In other product news, Microsoft launched an updated Zune music player, made progress on the next version of Office 2010 and cut the price of its Xbox 360 Elite video game console.
During the July-through-September period, Microsoft tried to appease antitrust regulators in the EU, who have decided selling Internet Explorer as part of Windows is illegal. Microsoft offered to ship a version of Windows 7 without any browser installed, but the EU pointed out that gave consumers less choice, not more.

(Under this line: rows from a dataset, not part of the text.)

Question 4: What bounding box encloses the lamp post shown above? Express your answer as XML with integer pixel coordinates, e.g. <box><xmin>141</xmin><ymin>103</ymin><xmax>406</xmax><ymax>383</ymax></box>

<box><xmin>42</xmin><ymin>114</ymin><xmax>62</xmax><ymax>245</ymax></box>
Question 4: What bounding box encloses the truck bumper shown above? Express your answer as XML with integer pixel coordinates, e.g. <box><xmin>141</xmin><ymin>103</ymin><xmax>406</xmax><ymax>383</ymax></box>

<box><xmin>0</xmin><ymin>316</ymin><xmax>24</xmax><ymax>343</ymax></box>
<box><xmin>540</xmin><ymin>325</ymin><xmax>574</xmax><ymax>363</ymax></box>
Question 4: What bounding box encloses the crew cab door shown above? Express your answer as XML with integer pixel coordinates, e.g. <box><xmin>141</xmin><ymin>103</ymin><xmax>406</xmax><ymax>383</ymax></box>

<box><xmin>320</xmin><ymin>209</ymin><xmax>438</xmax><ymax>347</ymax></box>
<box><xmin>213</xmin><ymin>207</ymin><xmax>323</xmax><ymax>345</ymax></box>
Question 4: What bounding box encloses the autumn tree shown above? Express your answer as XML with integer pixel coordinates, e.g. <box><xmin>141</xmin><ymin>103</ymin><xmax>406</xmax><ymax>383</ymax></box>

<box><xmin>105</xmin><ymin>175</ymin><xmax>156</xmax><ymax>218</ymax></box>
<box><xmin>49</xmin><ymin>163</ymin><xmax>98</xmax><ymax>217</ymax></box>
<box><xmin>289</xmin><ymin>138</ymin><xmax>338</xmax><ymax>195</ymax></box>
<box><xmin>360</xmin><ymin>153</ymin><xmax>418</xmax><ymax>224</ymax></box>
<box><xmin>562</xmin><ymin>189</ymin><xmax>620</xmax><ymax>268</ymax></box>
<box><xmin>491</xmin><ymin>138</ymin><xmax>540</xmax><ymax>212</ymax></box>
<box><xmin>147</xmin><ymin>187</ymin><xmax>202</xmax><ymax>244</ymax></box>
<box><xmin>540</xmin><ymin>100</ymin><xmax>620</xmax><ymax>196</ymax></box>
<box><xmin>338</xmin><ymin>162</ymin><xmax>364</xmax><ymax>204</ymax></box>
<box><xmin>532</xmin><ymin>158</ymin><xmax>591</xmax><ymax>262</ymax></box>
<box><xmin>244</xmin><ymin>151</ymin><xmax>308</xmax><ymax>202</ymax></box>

Microsoft later proposed to show EU users a prominent screen from which they can pick several browsers — listed in alphabetical order — to install along with or instead of Internet Explorer.
Also during the quarter, Microsoft agreed to sell Razorfish, the digital advertising agency it acquired when it paid $6 billion for online advertising company Aquantive in 2007, to France’s Publicis Groupe SA. The cash and stock deal was valued at $530 million.
A federal judge decided Microsoft need not pay $358 million to Alcatel-Lucent in long-running patent dispute.
And finally, a cougar was spotted wandering near the software maker’s suburban headquarters.
BY THE NUMBERS: Analysts polled by Thomson Reuters expect Microsoft to post a profit of 32 cents per share on $12.37 billion in sales.
ANALYST TAKE: PC shipments edged up in the quarter, which will be a big help for Microsoft’s biggest businesses, Windows and Office, but not enough to keep sales from declining from year-ago levels, wrote Collins Stewart analyst Sandeep Aggarwal in a recent note to investors.
The analyst predicted Microsoft will deliver better-than-expected cost-cutting measures, and noted that Microsoft’s Bing snagged a slightly bigger share of U.S. Web searches in the quarter.
“We can’t tell yet if this market share gain in search queries is sustainable in the long run,” the analyst wrote.
STOCK PERFORMANCE: Microsoft shares finished the quarter ahead 9 percent, closing at $25.72 on Sept. 30.